Streams, parsers, and printers

Caml Light comprises a built-in type for streams (possibly infinite sequences of elements, that are evaluated on demand), and associated stream expressions, to build streams, and stream patterns, to destructure streams. Streams and stream patterns provide a natural approach to the writing of recursive-descent parsers.

Streams are presented by the following extensions to the syntactic classes of expressions:

   |  [< >]
   |  [< stream-component {; stream-component} >]
   |  function stream-matching
   |  match expr with stream-matching

      ' expr
   |  expr

      stream-pattern -> expr {| stream-pattern -> expr}

      [< >]
   |  [< stream-comp-pat {; stream-comp-pat} >]

      ' pattern
   |  expr pattern
   |  ident

Stream expressions are bracketed by [< and >]. They represent the concatenation of their components. The component ' expr represents the one-element stream whose element is the value of expr. The component expr represents a sub-stream. For instance, if both s and t are streams of integers, then [<'1; s; t; '2>] is a stream of integers containing the element 1, then the elements of s, then those of t, and finally 2. The empty stream is denoted by [< >].

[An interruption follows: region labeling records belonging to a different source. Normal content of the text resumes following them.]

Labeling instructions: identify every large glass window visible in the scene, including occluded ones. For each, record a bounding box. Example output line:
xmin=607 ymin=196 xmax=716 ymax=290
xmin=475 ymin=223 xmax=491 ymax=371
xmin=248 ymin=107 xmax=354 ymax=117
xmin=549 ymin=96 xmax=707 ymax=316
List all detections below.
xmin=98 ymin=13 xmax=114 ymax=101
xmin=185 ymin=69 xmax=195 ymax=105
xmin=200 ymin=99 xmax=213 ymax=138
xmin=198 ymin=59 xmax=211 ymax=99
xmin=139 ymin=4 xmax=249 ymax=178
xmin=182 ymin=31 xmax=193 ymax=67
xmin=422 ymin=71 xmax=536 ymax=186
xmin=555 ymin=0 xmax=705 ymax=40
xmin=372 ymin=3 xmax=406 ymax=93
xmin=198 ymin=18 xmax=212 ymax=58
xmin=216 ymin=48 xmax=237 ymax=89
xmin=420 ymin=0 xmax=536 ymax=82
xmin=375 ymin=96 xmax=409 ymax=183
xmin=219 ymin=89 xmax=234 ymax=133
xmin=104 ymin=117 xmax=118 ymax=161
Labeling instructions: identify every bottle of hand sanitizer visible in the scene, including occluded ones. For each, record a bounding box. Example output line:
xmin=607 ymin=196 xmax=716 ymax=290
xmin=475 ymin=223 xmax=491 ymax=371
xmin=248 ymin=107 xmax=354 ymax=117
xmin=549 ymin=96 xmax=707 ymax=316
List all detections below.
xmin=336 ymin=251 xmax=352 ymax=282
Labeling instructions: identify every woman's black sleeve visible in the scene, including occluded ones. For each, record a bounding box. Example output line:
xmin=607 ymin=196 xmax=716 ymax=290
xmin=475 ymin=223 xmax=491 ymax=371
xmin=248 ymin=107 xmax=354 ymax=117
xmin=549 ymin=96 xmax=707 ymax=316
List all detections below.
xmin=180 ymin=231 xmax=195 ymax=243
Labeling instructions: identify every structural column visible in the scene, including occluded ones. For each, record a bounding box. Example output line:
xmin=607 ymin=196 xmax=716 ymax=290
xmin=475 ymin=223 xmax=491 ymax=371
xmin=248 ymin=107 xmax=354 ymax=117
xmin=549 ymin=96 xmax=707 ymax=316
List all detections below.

Unlike any other kind of expressions in the language, stream expressions are submitted to lazy evaluation: the components are not evaluated when the stream is built, but only when they are accessed during stream matching. The components are evaluated once, the first time they are accessed; the following accesses reuse the value computed the first time.

Stream patterns, also bracketed by [< and >], describe initial segments of streams. In particular, the stream pattern [< >] matches all streams. Stream pattern components are matched against the corresponding elements of a stream. The component ' pattern matches the corresponding stream element against the pattern. The component expr pattern applies the function denoted by expr to the current stream, then matches the result of the function against pattern. Finally, the component ident simply binds the identifier to the stream being matched. (The current implementation limits ident to appear last in a stream pattern.)

Stream matching proceeds destructively: once a component has been matched, it is discarded from the stream (by in-place modification).

Stream matching proceeds in two steps: first, a pattern is selected by matching the stream against the first components of the stream patterns; then, the following components of the selected pattern are checked against the stream. If the following components do not match, the exception Parse_error is raised. There is no backtracking here: stream matching commits to the pattern selected according to the first element. If none of the first components of the stream patterns match, the exception Parse_failure is raised. The Parse_failure exception causes the next alternative to be tried, if it occurs during the matching of the first element of a stream, before matching has committed to one pattern.

See Functional programming using Caml Light for a more gentle introductions to streams, and for some examples of their use in writing parsers. A more formal presentation of streams, and a discussion of alternate semantics, can be found in Parsers in ML by Michel Mauny and Daniel de Rauglaudre, in the proceedings of the 1992 ACM conference on Lisp and Functional Programming.